Monday, June 1, 2009
If there's one thing that my friend Timm knows how to do, it's making a creamy white sauce! Timm and Faith came down this weekend and Sunday morning we found ourselves wondering what to make for breakfast. Matt and Timm went to the store and when they came back, they had the makings of a delectable Sunday brunch. What started as the standard breakfast fare, turned in to being a hearty and delicious breakfast dish.

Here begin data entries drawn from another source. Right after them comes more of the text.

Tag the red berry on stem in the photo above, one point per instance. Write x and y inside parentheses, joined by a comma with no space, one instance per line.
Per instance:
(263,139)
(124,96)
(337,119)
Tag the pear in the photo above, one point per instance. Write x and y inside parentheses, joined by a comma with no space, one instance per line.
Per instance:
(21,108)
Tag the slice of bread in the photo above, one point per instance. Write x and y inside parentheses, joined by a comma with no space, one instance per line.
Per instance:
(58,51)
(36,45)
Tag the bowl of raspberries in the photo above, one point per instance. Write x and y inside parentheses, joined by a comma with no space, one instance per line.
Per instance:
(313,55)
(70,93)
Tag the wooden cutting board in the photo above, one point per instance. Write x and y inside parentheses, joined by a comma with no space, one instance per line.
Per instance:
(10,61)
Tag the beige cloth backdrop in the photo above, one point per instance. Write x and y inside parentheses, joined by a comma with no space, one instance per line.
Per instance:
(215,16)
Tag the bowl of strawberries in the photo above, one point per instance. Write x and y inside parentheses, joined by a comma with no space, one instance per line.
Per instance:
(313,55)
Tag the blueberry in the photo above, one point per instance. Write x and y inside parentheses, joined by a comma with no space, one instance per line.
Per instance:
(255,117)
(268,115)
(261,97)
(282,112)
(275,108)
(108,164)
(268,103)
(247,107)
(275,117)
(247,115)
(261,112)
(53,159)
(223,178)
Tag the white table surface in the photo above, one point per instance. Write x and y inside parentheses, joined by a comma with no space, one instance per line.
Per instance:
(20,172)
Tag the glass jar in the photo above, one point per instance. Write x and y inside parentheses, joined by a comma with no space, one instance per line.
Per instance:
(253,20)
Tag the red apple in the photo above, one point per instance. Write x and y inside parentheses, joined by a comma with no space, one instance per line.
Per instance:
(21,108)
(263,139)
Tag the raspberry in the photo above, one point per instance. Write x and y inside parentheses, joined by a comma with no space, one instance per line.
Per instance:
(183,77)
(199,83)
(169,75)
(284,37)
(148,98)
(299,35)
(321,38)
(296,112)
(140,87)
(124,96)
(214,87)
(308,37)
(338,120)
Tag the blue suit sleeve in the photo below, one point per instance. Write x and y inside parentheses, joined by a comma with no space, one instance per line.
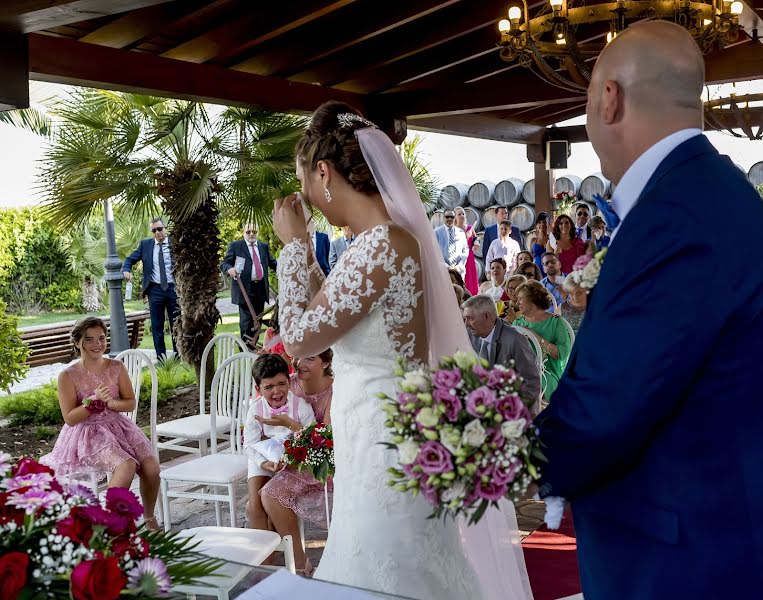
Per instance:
(132,259)
(634,359)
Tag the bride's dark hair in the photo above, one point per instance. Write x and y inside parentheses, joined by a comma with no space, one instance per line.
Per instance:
(327,139)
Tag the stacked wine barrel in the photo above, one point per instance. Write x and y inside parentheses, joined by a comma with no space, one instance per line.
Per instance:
(481,199)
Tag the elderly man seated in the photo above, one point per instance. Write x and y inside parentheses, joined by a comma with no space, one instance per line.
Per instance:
(499,342)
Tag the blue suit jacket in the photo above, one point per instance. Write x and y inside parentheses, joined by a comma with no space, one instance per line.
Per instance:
(322,244)
(144,252)
(655,432)
(491,234)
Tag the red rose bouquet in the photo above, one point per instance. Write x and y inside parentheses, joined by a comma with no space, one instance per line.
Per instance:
(57,543)
(312,450)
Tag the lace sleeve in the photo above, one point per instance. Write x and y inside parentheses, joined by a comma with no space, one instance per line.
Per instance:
(372,272)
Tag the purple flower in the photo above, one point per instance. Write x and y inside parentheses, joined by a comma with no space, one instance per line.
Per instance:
(511,407)
(430,493)
(482,397)
(150,577)
(82,493)
(434,458)
(33,500)
(30,480)
(446,379)
(452,403)
(123,502)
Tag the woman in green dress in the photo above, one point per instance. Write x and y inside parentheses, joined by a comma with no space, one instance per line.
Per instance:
(534,300)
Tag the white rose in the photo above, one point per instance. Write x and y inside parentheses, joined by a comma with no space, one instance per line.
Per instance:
(513,429)
(474,434)
(457,490)
(450,438)
(427,417)
(408,451)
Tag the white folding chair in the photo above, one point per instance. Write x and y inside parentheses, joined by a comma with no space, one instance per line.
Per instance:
(195,428)
(241,549)
(232,387)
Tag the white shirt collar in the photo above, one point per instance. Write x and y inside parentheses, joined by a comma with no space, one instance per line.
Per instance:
(640,172)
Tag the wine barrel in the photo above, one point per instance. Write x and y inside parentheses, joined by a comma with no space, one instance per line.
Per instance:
(481,194)
(453,195)
(522,216)
(480,268)
(755,175)
(437,219)
(569,184)
(508,192)
(473,217)
(593,185)
(528,192)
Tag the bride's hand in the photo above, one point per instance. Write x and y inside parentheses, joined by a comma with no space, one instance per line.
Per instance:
(288,219)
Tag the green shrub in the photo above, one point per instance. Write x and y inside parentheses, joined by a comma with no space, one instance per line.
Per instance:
(35,407)
(13,352)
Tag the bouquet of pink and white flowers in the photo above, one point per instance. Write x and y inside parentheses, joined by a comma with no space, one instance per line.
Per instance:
(464,436)
(58,542)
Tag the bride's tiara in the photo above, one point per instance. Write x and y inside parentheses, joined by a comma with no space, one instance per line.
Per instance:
(347,119)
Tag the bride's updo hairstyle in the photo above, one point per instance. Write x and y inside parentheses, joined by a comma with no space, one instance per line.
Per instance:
(326,138)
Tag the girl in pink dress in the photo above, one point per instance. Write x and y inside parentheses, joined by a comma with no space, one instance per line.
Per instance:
(97,438)
(471,279)
(293,493)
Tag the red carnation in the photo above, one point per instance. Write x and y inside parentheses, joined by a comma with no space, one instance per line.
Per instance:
(99,579)
(13,568)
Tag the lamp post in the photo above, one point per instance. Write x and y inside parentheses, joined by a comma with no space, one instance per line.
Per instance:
(113,276)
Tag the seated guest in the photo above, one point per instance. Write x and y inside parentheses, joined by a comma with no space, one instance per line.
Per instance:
(599,231)
(573,309)
(534,301)
(495,288)
(291,493)
(504,247)
(500,343)
(554,279)
(275,413)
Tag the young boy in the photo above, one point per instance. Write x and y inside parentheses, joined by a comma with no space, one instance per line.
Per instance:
(275,413)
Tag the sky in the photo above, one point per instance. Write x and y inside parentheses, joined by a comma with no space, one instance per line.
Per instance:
(451,158)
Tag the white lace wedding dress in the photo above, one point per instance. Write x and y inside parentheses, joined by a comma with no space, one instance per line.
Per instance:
(370,311)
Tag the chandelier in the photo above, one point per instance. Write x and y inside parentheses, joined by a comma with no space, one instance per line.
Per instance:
(734,113)
(548,42)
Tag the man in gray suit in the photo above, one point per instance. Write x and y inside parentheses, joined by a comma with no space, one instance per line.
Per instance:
(499,343)
(339,245)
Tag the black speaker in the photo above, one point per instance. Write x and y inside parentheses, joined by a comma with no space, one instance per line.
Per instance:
(557,152)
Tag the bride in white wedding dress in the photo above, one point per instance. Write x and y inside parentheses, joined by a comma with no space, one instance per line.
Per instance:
(388,296)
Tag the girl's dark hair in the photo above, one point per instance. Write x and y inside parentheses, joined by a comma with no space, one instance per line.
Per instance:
(326,139)
(269,365)
(80,329)
(558,231)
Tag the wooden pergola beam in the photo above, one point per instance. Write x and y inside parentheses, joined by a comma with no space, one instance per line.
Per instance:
(60,60)
(26,16)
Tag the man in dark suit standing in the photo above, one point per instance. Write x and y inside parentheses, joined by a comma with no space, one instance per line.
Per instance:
(158,283)
(256,259)
(655,428)
(491,232)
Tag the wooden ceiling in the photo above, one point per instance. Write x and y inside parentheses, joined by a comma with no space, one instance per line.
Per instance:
(432,61)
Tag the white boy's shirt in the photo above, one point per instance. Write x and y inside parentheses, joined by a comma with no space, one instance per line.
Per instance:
(254,430)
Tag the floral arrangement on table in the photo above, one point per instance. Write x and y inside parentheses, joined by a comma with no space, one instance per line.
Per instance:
(585,271)
(312,450)
(463,434)
(57,543)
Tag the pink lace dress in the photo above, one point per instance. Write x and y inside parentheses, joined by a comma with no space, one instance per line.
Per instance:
(103,441)
(298,490)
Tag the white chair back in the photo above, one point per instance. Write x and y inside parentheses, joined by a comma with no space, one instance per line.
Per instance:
(232,386)
(227,345)
(135,361)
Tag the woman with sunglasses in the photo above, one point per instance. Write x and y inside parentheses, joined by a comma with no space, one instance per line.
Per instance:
(569,247)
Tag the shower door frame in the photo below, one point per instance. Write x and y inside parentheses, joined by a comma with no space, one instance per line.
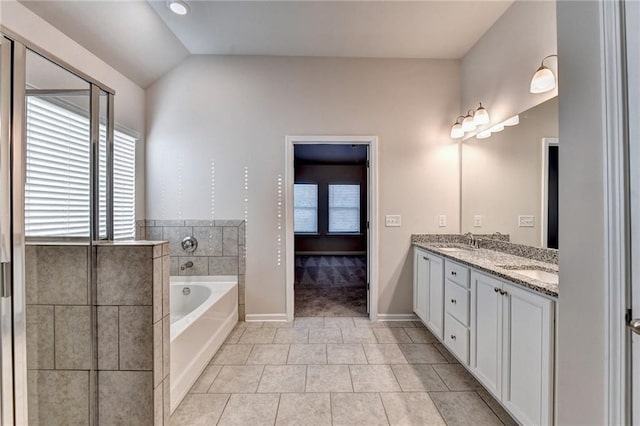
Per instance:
(17,143)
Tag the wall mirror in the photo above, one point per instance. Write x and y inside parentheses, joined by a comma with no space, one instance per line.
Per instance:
(509,181)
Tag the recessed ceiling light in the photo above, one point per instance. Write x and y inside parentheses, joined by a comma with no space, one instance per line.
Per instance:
(179,7)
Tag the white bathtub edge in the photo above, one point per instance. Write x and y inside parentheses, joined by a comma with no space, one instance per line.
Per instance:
(181,386)
(265,317)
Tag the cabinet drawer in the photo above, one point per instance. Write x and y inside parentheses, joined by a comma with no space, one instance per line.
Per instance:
(457,273)
(456,338)
(456,301)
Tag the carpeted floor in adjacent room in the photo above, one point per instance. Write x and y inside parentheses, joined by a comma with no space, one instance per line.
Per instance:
(330,286)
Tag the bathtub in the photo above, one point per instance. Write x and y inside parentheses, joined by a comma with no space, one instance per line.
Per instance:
(203,312)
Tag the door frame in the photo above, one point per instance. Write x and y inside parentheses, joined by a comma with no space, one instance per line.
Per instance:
(544,214)
(372,213)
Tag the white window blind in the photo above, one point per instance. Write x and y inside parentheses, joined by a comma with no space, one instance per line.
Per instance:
(305,208)
(344,208)
(57,186)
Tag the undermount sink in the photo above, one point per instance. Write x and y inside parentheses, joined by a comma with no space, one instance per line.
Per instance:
(537,274)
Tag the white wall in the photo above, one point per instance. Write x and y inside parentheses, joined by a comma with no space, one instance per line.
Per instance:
(582,348)
(130,98)
(502,176)
(236,112)
(499,67)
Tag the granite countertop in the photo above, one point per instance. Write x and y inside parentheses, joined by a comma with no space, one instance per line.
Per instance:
(497,263)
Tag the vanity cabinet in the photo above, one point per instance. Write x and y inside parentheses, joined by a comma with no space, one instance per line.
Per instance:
(512,347)
(428,290)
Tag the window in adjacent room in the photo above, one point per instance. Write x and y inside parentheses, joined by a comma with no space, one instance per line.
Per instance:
(305,208)
(344,209)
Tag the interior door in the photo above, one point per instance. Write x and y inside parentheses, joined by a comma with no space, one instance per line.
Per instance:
(6,338)
(632,17)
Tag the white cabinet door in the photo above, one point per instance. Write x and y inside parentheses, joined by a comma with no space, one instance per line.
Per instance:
(486,331)
(527,387)
(420,283)
(435,296)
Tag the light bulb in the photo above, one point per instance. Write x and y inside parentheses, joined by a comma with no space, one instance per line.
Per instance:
(179,7)
(542,81)
(467,124)
(481,116)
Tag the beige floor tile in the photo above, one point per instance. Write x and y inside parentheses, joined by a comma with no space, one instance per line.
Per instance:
(340,322)
(463,409)
(309,322)
(328,378)
(325,335)
(232,355)
(309,409)
(258,335)
(409,409)
(420,335)
(268,354)
(206,379)
(391,335)
(308,354)
(373,378)
(237,379)
(292,335)
(384,353)
(283,378)
(355,409)
(456,377)
(358,335)
(345,354)
(418,378)
(422,353)
(250,409)
(199,410)
(235,335)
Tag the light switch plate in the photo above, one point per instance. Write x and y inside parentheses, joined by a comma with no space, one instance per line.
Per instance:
(525,221)
(392,220)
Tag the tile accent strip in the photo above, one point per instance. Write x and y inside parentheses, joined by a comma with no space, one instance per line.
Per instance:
(221,247)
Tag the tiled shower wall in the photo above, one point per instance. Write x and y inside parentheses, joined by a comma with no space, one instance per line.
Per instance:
(131,363)
(221,248)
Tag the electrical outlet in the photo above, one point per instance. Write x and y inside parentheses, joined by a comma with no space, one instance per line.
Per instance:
(526,221)
(392,220)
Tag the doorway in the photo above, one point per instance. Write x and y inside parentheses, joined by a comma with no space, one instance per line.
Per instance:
(330,229)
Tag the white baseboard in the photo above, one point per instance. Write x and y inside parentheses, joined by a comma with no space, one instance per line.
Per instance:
(397,317)
(265,317)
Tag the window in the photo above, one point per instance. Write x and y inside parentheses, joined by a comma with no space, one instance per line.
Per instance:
(57,189)
(344,209)
(305,208)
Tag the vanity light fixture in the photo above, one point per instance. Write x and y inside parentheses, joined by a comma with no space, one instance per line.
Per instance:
(543,79)
(456,129)
(484,134)
(468,125)
(481,116)
(179,7)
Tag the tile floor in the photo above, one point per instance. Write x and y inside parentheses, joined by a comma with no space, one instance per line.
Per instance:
(336,371)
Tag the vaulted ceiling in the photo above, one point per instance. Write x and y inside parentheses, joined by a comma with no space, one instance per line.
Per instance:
(144,40)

Timm told us the story of his aunt making creamed eggs on toast for her large family because it was delicious and economical at the same time. She was definitely onto something! Timm simply made his famous white sauce and then added some cheese, hard boiled eggs, ham, salt, and pepper. Meanwhile, Matt toasted some sourdough bread and Timm proceeded to ladle that creamy goodness right over the toast. He served this with fresh fruit and maple sausage. Now, my friends, we could have stopped there, but I had been dying to try PW's Monkey Bread and figured that a few more carbs couldn't hurt. The bread was easy to throw together and it gave me a chance to bring my bundt pan out of retirement after a traumatic baking experience back in the year 2000. It was time and much to my surprise the bread came out of the pan with no trouble. We were lucky to have another lovely meal with good friends and tasty food.